In den 60er Jah­ren gab es ein Chan­son von Jac­ques Brel, jenem Lie­der­ma­cher, der in sei­nen Tex­ten oft die uner­wi­der­te Lie­be zu einer Frau zum The­ma hat­te: »Made­lai­ne«. Die Ange­be­te­te, die nie zu dem erwar­te­ten Ren­dez­vous erscheint, wird schwär­me­risch ange­him­melt, und im Refrain heißt es dann: »Made­lai­ne c’est mon éspoir, c’est mon Amé­ri­que à moi.« (Made­lai­ne ist mei­ne Hoff­nung, sie ist mein Ame­ri­ka.) Bis in die 80er Jah­re war »Mon Amé­ri­que à moi« ein Syn­onym für das Beste, was einem pas­sie­ren kann, die Erfül­lung eines gro­ßen Traumes.

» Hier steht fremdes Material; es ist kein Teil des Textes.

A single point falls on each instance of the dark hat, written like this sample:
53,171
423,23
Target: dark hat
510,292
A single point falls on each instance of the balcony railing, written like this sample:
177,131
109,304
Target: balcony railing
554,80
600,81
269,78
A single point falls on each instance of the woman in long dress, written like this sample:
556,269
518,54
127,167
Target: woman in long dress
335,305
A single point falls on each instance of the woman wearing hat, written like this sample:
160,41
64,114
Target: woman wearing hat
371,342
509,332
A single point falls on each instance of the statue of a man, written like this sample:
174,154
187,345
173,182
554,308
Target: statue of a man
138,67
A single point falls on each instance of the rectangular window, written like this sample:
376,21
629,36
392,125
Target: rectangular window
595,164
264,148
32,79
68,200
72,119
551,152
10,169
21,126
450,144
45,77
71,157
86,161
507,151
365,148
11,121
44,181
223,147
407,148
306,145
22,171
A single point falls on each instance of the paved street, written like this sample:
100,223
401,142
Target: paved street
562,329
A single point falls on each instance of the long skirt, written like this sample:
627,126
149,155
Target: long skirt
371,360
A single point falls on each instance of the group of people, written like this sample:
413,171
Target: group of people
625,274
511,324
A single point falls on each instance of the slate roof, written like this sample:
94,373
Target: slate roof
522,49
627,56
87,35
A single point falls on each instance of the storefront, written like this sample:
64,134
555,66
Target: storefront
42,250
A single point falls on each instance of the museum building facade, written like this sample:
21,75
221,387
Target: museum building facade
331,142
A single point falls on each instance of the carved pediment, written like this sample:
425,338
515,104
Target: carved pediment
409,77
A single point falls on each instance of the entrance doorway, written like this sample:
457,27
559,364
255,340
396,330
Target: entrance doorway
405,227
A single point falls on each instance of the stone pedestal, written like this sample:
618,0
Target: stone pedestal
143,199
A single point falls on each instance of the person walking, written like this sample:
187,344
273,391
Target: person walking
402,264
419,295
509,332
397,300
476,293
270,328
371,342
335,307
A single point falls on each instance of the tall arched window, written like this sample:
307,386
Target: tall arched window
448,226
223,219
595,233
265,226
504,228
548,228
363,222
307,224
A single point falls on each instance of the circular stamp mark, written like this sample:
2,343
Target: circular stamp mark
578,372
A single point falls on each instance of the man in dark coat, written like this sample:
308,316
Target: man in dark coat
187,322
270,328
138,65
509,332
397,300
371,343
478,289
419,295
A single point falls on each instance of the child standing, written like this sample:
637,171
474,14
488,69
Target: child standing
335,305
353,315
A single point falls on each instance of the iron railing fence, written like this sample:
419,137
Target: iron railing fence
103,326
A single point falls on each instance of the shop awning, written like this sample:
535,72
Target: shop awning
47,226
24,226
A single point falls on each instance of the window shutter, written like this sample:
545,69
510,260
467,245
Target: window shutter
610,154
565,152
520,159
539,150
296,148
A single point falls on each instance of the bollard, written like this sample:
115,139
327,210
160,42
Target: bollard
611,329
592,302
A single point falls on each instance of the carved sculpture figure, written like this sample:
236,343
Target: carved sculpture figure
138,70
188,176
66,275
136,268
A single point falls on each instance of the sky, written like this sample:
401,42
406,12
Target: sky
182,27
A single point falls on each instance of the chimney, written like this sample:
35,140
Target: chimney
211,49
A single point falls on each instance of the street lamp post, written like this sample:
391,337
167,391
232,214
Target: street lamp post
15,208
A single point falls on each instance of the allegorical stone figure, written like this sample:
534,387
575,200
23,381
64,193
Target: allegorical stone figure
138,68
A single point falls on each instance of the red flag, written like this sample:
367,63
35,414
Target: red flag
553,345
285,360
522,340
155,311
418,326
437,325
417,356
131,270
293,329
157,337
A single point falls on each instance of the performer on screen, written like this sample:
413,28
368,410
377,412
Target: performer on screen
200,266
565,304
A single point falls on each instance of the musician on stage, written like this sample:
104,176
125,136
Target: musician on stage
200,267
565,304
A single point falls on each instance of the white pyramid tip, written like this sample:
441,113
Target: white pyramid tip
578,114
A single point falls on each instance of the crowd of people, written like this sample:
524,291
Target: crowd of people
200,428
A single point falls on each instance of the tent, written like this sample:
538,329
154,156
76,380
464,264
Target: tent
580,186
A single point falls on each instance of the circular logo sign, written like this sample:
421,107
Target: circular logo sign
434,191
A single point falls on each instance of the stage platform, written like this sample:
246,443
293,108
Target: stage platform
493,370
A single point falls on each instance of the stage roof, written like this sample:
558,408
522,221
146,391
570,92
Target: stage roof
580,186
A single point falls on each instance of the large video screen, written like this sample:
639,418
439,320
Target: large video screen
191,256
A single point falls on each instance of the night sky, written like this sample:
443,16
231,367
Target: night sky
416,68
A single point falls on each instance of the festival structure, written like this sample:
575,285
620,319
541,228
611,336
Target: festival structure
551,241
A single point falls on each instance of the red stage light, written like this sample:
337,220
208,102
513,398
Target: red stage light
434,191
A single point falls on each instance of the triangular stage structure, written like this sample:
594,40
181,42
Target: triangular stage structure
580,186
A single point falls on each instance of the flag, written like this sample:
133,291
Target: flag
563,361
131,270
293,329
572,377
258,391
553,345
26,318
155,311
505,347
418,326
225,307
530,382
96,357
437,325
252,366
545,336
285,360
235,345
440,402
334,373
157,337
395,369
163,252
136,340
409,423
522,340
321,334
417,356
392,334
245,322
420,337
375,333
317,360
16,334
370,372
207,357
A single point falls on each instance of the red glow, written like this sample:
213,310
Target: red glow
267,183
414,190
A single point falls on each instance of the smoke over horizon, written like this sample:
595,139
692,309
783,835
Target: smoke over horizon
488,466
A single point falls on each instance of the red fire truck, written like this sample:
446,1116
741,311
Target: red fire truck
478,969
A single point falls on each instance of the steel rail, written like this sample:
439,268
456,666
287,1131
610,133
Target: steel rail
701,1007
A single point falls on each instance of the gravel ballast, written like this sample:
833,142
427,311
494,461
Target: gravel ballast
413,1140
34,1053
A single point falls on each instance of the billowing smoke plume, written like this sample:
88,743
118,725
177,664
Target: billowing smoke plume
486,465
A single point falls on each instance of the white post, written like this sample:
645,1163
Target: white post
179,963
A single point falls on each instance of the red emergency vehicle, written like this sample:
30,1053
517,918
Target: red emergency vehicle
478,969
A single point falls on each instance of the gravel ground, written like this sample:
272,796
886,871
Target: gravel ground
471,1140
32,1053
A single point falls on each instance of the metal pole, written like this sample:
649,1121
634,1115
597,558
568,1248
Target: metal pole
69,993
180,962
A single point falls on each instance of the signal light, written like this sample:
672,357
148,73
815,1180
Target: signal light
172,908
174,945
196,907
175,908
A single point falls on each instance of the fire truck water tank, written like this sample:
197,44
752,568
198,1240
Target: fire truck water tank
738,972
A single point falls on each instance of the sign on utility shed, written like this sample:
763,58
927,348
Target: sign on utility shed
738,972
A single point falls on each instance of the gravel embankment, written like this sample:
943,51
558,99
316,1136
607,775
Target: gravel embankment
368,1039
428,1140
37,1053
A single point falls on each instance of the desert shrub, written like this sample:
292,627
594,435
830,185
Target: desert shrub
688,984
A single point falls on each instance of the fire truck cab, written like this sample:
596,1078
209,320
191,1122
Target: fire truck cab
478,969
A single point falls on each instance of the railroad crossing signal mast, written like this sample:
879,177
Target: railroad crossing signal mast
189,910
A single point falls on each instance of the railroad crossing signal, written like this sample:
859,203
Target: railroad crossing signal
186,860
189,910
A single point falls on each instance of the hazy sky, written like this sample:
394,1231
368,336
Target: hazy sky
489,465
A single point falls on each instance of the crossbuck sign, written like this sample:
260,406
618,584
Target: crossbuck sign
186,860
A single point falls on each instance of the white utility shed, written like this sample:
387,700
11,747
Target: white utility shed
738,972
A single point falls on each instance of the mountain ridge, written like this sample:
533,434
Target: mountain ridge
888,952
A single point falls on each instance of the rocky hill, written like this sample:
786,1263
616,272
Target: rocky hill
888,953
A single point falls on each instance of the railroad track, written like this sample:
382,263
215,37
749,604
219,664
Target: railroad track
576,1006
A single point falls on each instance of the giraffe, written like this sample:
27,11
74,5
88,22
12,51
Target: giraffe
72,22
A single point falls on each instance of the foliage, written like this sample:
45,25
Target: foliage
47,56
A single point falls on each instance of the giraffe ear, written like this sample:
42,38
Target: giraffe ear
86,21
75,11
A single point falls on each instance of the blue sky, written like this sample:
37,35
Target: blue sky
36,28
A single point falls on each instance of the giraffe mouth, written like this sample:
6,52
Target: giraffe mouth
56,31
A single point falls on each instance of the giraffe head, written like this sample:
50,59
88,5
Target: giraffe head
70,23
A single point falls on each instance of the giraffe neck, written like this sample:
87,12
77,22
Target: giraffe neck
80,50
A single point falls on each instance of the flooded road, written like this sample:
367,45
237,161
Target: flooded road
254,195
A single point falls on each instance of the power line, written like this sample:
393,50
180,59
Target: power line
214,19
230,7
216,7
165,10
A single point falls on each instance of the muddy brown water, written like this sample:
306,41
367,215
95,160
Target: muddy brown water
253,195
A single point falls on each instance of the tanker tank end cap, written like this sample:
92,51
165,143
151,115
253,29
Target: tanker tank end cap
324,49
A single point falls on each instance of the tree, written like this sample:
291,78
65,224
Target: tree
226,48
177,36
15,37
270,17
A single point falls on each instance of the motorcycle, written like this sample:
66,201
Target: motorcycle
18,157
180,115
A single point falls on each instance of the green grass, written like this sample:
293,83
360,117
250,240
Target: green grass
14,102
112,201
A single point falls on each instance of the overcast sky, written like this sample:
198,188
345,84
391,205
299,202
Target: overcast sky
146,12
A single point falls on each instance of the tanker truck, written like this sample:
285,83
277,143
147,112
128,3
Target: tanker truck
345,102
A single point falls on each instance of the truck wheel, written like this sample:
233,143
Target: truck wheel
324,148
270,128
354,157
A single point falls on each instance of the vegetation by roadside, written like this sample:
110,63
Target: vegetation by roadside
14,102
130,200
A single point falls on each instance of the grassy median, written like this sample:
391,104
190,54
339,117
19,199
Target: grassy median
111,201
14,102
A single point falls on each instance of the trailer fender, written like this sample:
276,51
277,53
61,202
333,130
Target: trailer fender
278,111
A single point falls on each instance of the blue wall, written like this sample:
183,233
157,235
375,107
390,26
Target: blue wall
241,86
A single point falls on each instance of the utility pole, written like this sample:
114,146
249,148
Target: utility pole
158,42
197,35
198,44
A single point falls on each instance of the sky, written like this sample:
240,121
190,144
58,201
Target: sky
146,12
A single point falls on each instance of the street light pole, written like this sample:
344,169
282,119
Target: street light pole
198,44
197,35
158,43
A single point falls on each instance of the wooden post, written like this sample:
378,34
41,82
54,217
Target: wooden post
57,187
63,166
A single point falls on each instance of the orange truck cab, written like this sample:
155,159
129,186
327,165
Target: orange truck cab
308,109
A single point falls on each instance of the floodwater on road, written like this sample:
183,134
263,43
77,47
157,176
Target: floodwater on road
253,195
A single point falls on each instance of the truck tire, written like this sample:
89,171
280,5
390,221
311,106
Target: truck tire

Frank­reich hat den USA viel zu ver­dan­ken. Gleich zwei Mal lei­ste­te Ame­ri­ka dem Land im ver­gan­ge­nen Jahr­hun­dert die ent­schei­den­de mili­tä­ri­sche Hil­fe gegen den deut­schen Aggres­sor. Zwi­schen den bei­den Krie­gen gab es einen regen Kul­tur­aus­tausch, Paris wur­de zum bevor­zug­ten Flucht­punkt für ame­ri­ka­ni­sche Intel­lek­tu­el­le, die ihrem prü­den, bigot­ten Land zumin­dest zeit­wei­se den Rücken kehr­ten. Hen­ry Mil­ler war einer ihrer bekann­te­sten Ver­tre­ter. Schwar­ze Musi­ker und Künst­ler genos­sen die Frei­hei­ten der fran­zö­si­schen Haupt­stadt, wel­che ihnen im ras­si­sti­schen Ame­ri­ka nicht ver­gönnt waren, und brach­ten im Gepäck den Jazz nach Euro­pa, wo sie ein begei­ster­tes wei­ßes Publi­kum vor­fan­den. Eini­ge wie die Sän­ge­rin und Tän­ze­rin Jose­phi­ne Bak­er blie­ben in der neu­en Hei­mat. Mit dem Ein­tritt der USA in die Anti-Hit­ler-Koali­ti­on nach der deut­schen Kriegs­er­klä­rung Ende 1941 änder­te sich das Kräf­te­ver­hält­nis auf dem euro­päi­schen Kon­ti­nent. Durch eine bei­spiel­lo­se Stei­ge­rung der Rüstungs­pro­duk­ti­on konn­te das Land bald nicht nur an der Pazi­fik­front, son­dern auch in Euro­pa eine immer stär­ke­re Rol­le spie­len. 1943 ahn­te die fran­zö­si­sche Phi­lo­so­phin Simo­ne Weil in ihrem Lon­do­ner Exil kurz vor ihrem Tod, dass sich nach dem Sieg über die Hit­ler­dik­ta­tur eine Ame­ri­ka­ni­sie­rung Euro­pas abzeich­ne­te, auf die eine Ame­ri­ka­ni­sie­rung der gesam­ten Welt fol­gen wür­de. In die­sem Fall wür­de die Mensch­heit ihre Ver­gan­gen­heit ver­lie­ren. Prä­si­dent Roo­se­velt miss­trau­te Gene­ral de Gaul­le und des­sen Frei­em Frank­reich, und als sei­ne fran­zö­si­schen Sol­da­ten Paris befrei­ten, kamen sie auf ame­ri­ka­ni­schen Pan­zern. Die ersten zwölf Jah­re nach dem Krieg waren vom Kal­ten Krieg und kolo­nia­len Rück­zugs­ge­fech­ten bestimmt, Frank­reich beher­berg­te in Roc­quen­court west­lich von Paris das NATO-Haupt­quar­tier, ame­ri­ka­ni­sche Sol­da­ten waren auf fran­zö­si­schem Boden sta­tio­niert. Das änder­te sich 1959, ein Jahr nach­dem de Gaul­le sei­ne neue Prä­si­di­al­de­mo­kra­tie instal­liert hat­te. Zunächst zog Frank­reich sei­ne Flot­ten­ver­bän­de aus dem NATO-Bünd­nis. 1960 erfolg­te der erste fran­zö­si­sche Atom­waf­fen­test in der alge­ri­schen Wüste, das Land gehör­te somit zu den Atommächten.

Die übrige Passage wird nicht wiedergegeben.